Als Göttinger Student hatte ich zu Beginn der 50er Jahre des vorigen Jahrhunderts das große Glück, in den Semesterferien als Werkstudent den mehr als kärglichen Lebensunterhalt für das jeweils nachfolgende Semester in einer me- tallverarbeitenden württembergischen Fabrik zu verdienen, die (bis 1945 gemeinsam mit ihrem Schwesterwerk in Chemnitz) auf dem Sektor der Maschinennadeln Weltspitzenprodukte für die gesamte Textilindustrie herstellte (und die sicherlich auch in ihrer sozialpolitischen Einstellung betrieblich wie außerbetrieblich Weltmaßstäbe vorzeigen konnte). Im August 1952, also in den Ferien nach dem Sommersemester 1952, feierte dieses Unternehmen sein 100jähriges Bestehen, das nach Kriegsschäden und umfangreichen Demontagen durch die Schaffenskraft seiner Mitarbeiter seine frühere Weltgeltung wiedererlangt hatte.
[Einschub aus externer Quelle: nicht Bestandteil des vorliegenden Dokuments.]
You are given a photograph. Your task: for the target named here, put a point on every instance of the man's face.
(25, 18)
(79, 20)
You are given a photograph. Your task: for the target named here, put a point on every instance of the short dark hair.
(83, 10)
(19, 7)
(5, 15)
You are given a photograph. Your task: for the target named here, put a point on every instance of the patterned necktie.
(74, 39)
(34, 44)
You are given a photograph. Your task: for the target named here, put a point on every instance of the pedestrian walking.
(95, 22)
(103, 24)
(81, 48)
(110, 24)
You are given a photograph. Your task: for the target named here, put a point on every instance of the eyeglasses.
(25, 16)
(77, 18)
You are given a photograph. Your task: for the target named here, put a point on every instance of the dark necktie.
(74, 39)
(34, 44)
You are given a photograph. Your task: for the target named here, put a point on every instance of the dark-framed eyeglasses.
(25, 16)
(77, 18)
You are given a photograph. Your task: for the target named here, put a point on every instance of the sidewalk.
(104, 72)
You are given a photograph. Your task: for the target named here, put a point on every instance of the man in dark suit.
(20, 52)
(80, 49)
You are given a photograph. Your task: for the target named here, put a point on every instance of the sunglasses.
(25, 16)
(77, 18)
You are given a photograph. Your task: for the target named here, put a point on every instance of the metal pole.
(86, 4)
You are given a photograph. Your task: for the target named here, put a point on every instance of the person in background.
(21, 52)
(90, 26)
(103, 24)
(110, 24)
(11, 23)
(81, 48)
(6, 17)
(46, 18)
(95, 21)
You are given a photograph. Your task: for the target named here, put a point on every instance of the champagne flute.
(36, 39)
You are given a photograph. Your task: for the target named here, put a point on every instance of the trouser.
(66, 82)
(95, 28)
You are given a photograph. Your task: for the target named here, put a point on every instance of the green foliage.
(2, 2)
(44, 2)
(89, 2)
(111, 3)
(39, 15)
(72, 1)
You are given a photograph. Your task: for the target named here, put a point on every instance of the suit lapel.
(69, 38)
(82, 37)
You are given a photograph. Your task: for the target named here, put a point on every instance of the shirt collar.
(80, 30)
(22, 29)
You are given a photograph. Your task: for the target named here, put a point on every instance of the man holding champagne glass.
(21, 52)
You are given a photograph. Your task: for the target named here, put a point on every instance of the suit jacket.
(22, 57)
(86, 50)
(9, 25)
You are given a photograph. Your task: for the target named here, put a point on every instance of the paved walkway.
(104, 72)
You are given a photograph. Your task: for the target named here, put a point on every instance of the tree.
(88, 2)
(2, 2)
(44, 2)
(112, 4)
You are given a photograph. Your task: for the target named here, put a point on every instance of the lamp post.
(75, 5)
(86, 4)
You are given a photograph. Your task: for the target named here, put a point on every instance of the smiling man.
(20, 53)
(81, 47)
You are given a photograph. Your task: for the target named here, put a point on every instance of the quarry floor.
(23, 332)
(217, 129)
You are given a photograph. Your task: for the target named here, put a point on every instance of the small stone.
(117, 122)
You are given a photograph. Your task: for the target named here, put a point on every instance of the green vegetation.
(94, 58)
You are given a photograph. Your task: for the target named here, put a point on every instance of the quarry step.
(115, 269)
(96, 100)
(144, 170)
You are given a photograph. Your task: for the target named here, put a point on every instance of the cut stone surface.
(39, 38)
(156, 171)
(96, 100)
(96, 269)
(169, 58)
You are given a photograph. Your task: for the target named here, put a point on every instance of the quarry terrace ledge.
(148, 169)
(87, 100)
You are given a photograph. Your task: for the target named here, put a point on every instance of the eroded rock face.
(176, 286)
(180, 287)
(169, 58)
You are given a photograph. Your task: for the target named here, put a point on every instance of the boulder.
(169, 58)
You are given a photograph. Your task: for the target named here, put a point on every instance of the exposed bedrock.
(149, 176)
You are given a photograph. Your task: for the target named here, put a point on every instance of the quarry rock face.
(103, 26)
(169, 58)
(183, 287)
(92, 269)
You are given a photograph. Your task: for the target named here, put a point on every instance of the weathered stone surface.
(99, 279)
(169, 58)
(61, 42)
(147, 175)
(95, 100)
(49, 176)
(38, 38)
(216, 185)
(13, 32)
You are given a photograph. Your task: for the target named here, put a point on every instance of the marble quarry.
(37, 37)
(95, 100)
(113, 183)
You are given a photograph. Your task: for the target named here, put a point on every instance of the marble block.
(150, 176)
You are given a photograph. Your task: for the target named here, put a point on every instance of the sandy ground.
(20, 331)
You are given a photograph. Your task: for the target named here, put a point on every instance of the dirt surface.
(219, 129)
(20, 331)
In der zu diesem Ereignis herausgegebenen Jubiläumsschrift heißt es auf Seite 46: „Die Strick- und Wirkwarenindustrien der überseeischen Abnehmerländer kamen durch das plötzliche Ausbleiben der deutschen Qualitätsnadeln in eine verzweifelte Lage. Auf dem Wege über die Schweiz gelang es noch eine Zeitlang, die spanischen Kunden zu beliefern. Mit England wurden, trotz des Kriegszustandes, deutsche Strickmaschinennadeln gegen das kriegswichtige Kupfer getauscht. Sogar dem Handels-U-Boot des Kapitäns König wurden deutsche Nadeln für die damals noch neutralen Vereinigten Staaten anvertraut, die allerdings niemals ihr Ziel erreichten. Als aber der Ring um Deutschland sich enger schloß, hörten alle diese Wege auf.“

Die Jubiläumsschrift bezieht diese Aussage ausdrücklich nur auf die Zeit des Ersten Weltkrieges, in ihr lassen sich keine vergleichbaren Hinweise für den Zweiten Weltkrieg finden. Am Sitz der Maschinennadelfabrik gab es noch andere metallverarbeitende Betriebe, die Stahlerzeugnisse mit dem begehrten schwäbischen Gütezeichen herstellten. Damals, zu Beginn der 50er Jahre, als die Erinnerung an den Krieg und die soeben zu Ende gegangene französische Besatzungszeit noch hellwach waren, wurde im Städtchen gemunkelt, im Kriege seien von dort via Schweiz Stahlfertigwaren an die Feindmächte und von diesen Zündhütchen (die aus dem Mangelmetall Kupfer bestanden und bekanntlich zum Abfeuern von Explosivgeschossen benötigt werden!) an Deutschland geliefert worden.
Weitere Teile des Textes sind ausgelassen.